Fra le ragioni del successo c'è quella combinazione di dichiarazioni moderate e ambizioni modeste tipica dei padri fondatori. Il loro sguardo si è mantenuto sui progressi realizzabili. Per cinquant'anni abbiamo costruito pietra su pietra una struttura di istituzioni, regole e princìpi. Le quattro libertà di movimento di beni, servizi, persone e capitali ci hanno portato al mercato unico.

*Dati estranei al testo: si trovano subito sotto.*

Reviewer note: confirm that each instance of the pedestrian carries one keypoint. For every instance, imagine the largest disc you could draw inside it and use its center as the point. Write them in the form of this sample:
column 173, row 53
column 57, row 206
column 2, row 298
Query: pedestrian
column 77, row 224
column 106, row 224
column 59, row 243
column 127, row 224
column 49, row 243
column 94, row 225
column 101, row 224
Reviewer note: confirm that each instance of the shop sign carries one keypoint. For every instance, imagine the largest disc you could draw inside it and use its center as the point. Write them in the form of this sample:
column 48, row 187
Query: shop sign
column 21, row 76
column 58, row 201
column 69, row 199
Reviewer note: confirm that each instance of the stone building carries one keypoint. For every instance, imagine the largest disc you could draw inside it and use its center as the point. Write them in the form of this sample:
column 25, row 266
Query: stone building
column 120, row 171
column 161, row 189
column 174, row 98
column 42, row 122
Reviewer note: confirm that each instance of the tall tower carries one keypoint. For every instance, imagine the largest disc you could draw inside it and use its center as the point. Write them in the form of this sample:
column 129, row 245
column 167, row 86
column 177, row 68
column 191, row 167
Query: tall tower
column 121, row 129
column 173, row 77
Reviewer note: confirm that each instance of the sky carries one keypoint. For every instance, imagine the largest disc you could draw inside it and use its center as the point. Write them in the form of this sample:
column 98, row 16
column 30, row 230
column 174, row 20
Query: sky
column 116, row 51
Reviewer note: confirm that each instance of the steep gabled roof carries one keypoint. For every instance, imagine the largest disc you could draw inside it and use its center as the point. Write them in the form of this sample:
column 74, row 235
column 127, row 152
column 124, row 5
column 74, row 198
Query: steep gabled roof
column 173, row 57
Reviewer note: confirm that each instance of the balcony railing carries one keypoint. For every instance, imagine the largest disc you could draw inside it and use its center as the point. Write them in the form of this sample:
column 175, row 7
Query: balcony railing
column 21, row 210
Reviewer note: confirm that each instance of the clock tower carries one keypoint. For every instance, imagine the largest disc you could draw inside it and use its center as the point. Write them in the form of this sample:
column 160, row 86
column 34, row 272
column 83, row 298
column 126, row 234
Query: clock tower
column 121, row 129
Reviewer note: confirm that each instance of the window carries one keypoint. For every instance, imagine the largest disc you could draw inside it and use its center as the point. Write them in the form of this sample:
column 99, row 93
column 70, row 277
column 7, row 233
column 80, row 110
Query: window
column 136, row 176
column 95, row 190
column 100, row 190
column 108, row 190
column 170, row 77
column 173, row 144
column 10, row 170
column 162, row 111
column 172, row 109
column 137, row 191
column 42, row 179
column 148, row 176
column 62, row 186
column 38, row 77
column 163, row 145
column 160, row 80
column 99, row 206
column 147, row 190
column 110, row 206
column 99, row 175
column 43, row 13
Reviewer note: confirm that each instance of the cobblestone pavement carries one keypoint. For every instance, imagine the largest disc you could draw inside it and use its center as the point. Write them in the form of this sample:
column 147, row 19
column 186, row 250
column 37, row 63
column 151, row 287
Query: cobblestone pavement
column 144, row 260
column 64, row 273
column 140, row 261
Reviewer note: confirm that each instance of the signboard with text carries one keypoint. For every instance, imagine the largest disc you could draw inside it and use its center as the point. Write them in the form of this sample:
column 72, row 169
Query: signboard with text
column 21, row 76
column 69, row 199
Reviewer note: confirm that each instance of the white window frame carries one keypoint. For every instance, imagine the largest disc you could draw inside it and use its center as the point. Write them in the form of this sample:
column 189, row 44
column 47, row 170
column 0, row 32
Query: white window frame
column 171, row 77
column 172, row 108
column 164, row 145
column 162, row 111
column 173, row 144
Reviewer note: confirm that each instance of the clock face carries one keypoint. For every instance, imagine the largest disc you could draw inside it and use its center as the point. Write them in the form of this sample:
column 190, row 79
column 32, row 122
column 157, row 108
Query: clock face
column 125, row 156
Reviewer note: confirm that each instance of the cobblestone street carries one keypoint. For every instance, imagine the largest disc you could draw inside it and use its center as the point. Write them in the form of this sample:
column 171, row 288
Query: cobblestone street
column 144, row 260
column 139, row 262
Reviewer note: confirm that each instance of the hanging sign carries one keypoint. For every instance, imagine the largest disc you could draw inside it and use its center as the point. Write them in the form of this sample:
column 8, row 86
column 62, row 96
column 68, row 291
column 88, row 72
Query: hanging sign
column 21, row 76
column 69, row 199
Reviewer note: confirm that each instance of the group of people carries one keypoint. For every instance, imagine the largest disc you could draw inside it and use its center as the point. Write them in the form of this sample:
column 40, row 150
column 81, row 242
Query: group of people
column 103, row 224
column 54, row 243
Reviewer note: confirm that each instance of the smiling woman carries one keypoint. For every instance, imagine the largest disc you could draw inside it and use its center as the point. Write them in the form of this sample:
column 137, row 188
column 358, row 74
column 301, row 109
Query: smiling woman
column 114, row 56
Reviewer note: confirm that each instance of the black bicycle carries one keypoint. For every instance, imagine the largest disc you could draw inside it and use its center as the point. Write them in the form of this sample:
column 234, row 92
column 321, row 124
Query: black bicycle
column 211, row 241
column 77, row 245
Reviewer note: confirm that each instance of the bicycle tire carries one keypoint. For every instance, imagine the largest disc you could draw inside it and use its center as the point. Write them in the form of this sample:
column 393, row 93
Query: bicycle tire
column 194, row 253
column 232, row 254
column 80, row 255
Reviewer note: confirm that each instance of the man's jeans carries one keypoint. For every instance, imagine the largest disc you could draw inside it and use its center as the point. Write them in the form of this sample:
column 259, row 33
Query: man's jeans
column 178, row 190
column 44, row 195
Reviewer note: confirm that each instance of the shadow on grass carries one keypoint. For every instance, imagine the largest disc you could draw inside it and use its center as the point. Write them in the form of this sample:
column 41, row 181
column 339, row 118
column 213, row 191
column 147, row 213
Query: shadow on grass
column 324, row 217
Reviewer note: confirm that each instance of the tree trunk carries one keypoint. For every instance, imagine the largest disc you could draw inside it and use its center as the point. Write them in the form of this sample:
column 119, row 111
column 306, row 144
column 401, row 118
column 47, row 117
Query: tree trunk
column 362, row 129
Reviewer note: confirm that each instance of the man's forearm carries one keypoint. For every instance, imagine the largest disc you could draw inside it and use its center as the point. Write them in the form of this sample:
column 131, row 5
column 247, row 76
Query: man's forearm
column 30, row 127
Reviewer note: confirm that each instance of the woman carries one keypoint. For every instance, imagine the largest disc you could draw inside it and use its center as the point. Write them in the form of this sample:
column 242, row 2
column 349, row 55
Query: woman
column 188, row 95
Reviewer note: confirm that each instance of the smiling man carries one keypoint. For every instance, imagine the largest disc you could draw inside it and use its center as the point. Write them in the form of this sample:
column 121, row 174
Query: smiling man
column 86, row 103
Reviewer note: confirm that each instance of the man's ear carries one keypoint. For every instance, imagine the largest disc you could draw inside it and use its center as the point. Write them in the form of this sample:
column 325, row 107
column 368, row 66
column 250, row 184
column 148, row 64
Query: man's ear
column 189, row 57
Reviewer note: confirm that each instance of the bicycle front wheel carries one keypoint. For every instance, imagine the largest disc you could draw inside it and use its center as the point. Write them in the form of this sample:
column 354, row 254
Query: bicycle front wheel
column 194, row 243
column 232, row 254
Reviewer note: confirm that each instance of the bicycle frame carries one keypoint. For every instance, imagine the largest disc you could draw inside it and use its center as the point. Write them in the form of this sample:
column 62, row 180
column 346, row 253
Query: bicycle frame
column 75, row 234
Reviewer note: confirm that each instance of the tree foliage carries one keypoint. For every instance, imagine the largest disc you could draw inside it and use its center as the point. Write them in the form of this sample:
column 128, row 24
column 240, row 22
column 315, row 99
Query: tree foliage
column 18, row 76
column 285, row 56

Molti dei nostri Stati membri hanno ora anche una moneta comune, e hanno abolito i controlli dei passaporti. Tutto ciò è stato possibile perché abbiamo intensificato la cooperazione tra le diverse autorità giudiziarie e di polizia, e in questo modo le frontiere interne sono diventate molto meno importanti di quanto non fossero in passato. Abbiamo elaborato politiche comuni per consolidare la nostra stabilità e prosperità, e adesso stiamo muovendo grandi passi nel settore della giustizia e degli affari interni.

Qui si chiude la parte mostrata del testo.